Um bom exercício para o PT seria projetar uma disputa com Lula hoje. Se essa sondagem é feita com um petista racional, admite-se que possivelmente o partido, isolado, perderia para a direita ou a extrema-direita, porque não aconteceu nenhuma magia em dez meses que tenha apagado a forte rejeição da maioria do eleitorado ao petismo. Ou alguém acredita na conversão repentina do PSDB ao centro se o nome em questão, contra Jair Bolsonaro, for o de Lula? Seguindo o mesmo raciocínio, seria crível imaginar a abnegação de Lula em nome de uma aliança ampla em que ele não seja o líder?

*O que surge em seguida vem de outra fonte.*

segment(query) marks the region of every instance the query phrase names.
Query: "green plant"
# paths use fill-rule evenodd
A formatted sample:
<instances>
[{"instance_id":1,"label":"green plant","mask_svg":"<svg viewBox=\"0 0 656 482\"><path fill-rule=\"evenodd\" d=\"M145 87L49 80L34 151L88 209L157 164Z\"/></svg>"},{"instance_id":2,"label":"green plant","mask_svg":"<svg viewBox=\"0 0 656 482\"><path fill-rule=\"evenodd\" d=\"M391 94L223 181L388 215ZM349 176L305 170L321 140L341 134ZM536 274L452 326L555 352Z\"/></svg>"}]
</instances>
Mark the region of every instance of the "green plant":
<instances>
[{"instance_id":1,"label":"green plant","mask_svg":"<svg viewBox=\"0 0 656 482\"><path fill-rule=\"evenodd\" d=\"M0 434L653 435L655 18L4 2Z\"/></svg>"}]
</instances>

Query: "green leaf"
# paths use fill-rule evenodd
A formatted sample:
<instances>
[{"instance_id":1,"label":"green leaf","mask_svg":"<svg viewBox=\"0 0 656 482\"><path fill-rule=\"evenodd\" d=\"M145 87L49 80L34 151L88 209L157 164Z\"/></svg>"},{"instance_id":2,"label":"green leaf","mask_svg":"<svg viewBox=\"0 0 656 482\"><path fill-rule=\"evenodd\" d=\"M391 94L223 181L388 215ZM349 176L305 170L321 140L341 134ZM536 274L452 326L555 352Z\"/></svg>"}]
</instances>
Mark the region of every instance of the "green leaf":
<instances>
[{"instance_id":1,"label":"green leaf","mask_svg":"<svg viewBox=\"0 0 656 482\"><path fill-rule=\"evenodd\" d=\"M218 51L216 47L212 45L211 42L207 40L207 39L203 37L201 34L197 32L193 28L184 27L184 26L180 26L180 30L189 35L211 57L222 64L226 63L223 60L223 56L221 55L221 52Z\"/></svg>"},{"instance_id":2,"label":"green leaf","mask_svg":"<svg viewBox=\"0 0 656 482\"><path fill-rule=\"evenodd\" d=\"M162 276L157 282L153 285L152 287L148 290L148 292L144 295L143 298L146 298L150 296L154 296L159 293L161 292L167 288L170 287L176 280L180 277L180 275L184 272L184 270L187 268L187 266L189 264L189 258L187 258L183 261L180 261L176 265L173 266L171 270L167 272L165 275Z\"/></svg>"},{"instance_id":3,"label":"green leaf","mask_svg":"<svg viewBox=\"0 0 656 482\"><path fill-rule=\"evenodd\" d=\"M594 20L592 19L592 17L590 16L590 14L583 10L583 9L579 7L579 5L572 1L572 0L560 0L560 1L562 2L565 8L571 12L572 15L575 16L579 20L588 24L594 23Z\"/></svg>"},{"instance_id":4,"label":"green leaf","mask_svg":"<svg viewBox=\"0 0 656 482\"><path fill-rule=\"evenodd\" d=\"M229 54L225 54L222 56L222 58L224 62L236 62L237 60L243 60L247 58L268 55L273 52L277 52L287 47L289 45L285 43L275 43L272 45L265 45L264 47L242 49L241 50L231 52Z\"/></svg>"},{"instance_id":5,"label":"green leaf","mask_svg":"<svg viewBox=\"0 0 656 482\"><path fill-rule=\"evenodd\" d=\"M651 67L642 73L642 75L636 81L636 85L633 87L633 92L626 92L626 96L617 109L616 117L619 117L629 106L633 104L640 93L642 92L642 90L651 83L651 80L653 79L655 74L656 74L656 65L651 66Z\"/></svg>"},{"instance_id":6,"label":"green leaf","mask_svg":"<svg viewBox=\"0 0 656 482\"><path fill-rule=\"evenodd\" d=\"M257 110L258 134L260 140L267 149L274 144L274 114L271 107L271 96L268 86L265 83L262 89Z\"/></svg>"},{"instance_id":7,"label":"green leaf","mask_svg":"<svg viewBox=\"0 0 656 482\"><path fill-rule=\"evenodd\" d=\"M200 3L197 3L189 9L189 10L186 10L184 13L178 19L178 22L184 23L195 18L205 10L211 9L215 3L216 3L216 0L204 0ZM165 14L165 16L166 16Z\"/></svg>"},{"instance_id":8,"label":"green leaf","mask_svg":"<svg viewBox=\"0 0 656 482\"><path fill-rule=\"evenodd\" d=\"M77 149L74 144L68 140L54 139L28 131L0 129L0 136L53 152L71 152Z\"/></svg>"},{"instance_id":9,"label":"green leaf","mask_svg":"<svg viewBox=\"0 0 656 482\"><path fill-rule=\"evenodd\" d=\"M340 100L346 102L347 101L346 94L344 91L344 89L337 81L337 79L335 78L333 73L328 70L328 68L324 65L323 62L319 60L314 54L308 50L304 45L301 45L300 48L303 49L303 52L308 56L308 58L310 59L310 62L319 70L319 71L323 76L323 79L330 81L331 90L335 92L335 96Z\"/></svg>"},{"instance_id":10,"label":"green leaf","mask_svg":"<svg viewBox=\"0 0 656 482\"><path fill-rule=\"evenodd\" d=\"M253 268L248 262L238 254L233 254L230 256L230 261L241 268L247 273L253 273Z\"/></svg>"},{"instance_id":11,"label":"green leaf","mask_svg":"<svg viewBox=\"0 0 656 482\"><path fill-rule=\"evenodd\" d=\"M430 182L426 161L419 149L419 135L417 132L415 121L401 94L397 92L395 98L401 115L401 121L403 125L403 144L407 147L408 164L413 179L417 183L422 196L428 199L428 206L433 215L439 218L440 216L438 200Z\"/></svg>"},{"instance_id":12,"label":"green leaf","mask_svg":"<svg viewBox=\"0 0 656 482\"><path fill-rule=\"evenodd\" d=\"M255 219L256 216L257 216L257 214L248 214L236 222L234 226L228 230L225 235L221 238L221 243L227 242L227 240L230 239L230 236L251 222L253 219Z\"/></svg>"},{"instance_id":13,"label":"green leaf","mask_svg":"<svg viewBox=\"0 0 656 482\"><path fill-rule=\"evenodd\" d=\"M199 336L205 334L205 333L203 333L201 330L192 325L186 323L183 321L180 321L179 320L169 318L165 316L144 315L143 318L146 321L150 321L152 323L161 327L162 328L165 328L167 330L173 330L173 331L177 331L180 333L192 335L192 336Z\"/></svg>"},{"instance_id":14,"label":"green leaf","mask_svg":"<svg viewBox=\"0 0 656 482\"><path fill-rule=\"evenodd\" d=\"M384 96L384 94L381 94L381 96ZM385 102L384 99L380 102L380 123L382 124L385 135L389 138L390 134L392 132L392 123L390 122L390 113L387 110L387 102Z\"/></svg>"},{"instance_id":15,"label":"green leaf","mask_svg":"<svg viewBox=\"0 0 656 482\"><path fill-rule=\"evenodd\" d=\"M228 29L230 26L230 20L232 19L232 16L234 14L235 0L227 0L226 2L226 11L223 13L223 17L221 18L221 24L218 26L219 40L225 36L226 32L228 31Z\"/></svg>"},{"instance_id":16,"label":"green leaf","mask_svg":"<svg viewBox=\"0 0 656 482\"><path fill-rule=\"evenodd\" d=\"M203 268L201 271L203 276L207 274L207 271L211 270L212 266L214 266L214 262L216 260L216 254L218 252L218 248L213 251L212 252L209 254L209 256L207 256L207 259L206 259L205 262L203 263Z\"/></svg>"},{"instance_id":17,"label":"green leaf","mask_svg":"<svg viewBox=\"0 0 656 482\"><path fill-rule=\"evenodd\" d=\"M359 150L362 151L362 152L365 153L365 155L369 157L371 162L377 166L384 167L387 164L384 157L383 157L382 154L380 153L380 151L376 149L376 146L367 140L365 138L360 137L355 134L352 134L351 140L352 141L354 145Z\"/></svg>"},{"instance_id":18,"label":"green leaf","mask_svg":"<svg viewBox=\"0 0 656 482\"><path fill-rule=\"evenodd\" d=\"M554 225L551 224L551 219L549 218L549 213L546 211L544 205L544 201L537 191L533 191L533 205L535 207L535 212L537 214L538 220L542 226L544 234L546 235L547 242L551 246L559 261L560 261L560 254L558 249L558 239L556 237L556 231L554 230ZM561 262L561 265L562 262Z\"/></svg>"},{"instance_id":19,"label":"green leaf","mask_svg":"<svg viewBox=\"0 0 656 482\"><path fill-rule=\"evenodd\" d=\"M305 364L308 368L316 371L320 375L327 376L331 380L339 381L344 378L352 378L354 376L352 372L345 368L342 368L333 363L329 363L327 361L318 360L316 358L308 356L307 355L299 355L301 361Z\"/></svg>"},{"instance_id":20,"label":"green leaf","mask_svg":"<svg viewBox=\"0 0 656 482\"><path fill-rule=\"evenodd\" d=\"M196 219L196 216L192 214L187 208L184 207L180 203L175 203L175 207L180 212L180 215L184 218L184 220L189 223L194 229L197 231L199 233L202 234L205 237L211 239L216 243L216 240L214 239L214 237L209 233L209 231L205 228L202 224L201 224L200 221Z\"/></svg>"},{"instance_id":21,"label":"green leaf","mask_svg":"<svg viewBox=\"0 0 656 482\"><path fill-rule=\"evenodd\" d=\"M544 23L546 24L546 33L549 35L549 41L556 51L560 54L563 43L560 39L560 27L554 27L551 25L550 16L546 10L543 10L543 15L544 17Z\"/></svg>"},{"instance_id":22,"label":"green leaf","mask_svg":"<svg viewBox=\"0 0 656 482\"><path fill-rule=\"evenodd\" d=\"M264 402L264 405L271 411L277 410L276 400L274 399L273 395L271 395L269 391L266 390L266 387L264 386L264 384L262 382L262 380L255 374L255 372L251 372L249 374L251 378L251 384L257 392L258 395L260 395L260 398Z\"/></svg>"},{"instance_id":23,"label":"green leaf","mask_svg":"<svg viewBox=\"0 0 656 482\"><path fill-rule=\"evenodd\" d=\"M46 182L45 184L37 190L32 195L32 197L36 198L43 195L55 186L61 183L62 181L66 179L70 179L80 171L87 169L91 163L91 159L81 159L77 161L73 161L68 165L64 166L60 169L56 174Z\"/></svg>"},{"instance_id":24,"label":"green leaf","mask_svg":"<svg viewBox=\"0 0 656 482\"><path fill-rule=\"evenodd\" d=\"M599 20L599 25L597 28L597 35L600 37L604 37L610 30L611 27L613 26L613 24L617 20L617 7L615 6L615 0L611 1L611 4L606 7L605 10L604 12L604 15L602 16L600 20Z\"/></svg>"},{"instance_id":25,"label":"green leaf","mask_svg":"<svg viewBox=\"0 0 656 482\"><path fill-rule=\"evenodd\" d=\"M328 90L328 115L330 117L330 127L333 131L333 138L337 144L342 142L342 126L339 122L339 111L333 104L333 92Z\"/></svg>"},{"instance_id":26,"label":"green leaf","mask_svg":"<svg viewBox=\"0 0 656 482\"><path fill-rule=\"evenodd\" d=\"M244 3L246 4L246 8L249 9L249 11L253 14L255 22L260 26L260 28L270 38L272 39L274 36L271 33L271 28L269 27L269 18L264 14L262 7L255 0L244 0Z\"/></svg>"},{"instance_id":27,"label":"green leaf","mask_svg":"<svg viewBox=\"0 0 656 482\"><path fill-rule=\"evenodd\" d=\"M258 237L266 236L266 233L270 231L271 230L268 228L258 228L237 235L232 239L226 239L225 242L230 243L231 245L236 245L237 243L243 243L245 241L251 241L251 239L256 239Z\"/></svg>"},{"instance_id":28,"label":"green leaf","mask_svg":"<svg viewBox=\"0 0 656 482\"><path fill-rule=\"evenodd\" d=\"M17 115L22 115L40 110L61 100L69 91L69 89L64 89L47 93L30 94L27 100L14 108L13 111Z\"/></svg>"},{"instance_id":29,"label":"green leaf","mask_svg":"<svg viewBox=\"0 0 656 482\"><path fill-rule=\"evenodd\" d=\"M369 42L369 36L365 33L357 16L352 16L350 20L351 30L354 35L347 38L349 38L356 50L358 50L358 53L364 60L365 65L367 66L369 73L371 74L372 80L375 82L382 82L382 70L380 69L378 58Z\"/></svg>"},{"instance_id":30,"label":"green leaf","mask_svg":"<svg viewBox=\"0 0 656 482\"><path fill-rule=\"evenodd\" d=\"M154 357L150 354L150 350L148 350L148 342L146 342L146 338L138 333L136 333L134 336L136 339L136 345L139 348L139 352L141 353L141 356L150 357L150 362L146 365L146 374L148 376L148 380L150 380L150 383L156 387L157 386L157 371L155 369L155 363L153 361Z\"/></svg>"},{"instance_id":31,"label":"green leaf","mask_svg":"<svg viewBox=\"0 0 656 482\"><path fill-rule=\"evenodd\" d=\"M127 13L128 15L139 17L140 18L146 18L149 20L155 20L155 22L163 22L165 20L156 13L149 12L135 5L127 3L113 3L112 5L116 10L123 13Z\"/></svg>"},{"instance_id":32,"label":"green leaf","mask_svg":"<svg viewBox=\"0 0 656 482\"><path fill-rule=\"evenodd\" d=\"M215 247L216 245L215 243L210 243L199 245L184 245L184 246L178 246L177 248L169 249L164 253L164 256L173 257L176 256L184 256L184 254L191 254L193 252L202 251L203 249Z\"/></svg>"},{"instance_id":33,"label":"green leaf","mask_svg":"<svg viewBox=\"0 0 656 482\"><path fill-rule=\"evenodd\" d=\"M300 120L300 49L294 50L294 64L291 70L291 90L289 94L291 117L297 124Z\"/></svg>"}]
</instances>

Lula, livre, não é a redenção do PT, e basta olhar para o que pode ser a disputa pela Prefeitura de São Paulo para entender parte do imbróglio político em que se meteu a esquerda brasileira. Com Fernando Haddad fora da disputa municipal, por decisão dele próprio, o PT não tem nenhum nome competitivo na capital. Como Lula, além de vivo, tem sagacidade política ímpar, o ex-presidente já semeou um armistício com Marta Suplicy, que pode ser um nome do PDT. Lula, segundo os entendidos em lulês, não chamou Marta de volta ao PT. “Ele jogou a tarrafa, provocou ebulição nos bastidores e pavimentou o caminho para uma aliança lá na frente se a Marta estiver no segundo turno e o PT não”, traduziu um petista.
O mindset do PT ainda não permite que o partido considere ficar fora da disputa em São Paulo em prol de uma aliança competitiva capaz de abalar a direita. Desde 1988 o PT está no jogo na maior capital do país, vitorioso ou no segundo turno. Só que das oito disputas, o partido só venceu três: Luíza Erundina (1988), Marta Suplicy (2000) e Fernando Haddad (2012). Em 2016 a tradição se quebrou, com a eleição de João Doria (PSDB) logo primeiro turno, numa derrota esmagadora sobre Haddad.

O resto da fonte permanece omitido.